Site Reliability Engineer - Big Data Platforms
Req #: 190025947
Location: Plano, TX, US
Job Category: Technology
SRE L2 Engineering - Associate
JPMC are looking to develop a core set of set of data management capabilities to drive consistency across each line of business. This data platform will be deployed on premise and longer term in the public cloud. The initial focus is on sourcing, storing, enriching and making available information to supporting internal management reporting, external regulatory reporting, as well as machine learning and other data analysis applications.
We are seeking an experienced software engineering lead in our global Site Reliability Engineering (SRE) team supporting our Big Data platform. This individual will be expected to lead a team of software engineers who will grow into subject manage experts, work with functional application development teams, partner with infrastructure engineers and production support analysts to determine requirements for designing and developing automation, SDLC and development environment testing & integration tools. The toolsets developed must pass the rigour of JPMC's cyber security standards.
The SRE team runs, maintains and improves the Big Data Platform against established Service Level Objectives by applying software engineering practices. It is responsible for the availability, performance, change management, monitoring, and capacity management of their services, with special emphasis being placed on the automation of the processes/workload in support of the above. The SRE team is also responsible for the operational support of the Big Data infrastructure, with emphasis being placed on the ability to submit outage/issue/incident data into a design and SDLC feedback loop to ensure maximum automation and outage avoidance.
Key responsibilities in this role would include:
* Engage with development teams throughout the life cycle of incident, ensure lessons learned are translated into automated or process adjust responses to help develop software for reliability and scale, ensuring minimal refactoring or changes
* Code, test and deliver software to automate manual operational work
* Troubleshoot incidents, participate in blameless post-incident evaluations and ensure permanent closure of incidents
* Identify application patterns and analytics in support of better service level objectives
* Analyze self-healing and resiliency patterns and contribute to software which can use these outcomes
* Implement best in class monitoring frameworks to accomplish end to end flow monitoring and noiseless alerting
Key Qualifications include:
* Bachelor's Degree in Computer Science, Engineering or Business
* Strong knowledge and experience in DevOps and Agile teams
* Strong knowledge and experience across multiple platforms, including Cloud architecture
* Knowledge/experience in Hadoop environment administration, release deployments to HBase, supervising Hadoop jobs, performing cluster coordination services will be preferable
* Knowledge of Unix/Linux administration, Unix scripts and platform level orchestration scripting.

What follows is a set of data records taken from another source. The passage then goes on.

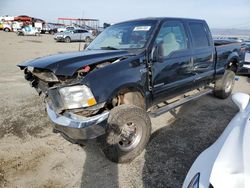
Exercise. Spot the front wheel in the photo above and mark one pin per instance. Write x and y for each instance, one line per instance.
(67, 40)
(128, 132)
(224, 86)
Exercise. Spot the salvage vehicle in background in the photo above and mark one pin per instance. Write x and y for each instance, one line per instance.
(49, 28)
(28, 30)
(74, 35)
(130, 71)
(226, 162)
(245, 68)
(68, 28)
(7, 27)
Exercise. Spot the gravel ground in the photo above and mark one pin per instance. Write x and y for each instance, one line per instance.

Should be knowledgeable about automating the build and deployment process.
* Knowledge in Python
* Knowledge of DB technologies (Oracle, MS SQL DB, Sybase, etc)
* Familiarity with Control M and AutoSys job scheduler
* Knowledge and experience in Web based applications / architecture (Certificates, IIS, Web Services)
* Knowledge of GIT, BitBucket, Jenkins, SONAR, SPLUNK, Maven, AIM and Continuous Delivery tools.
* Knowledge of Load balancing, IP, DNS
* Knowledge of Cloud (private cloud, public cloud etc) working experience of cloud environments like AWS is a plus.
* Ability to work directly with AD, Business and Operators
* Excellent communication skills, both written and oral appropriately scaled for technical or business audience
* Excellent interpersonal skills, team player
* Strong analysis, research, investigation and evaluation skills, with a structured approach to problem solving
* Ability to work and effectively prioritize in a highly dynamic work environment that includes a global focus
About JPMorgan Chase
JP Morgan Chase is a financial services provider that offers investment banking, asset management, treasury, and other services.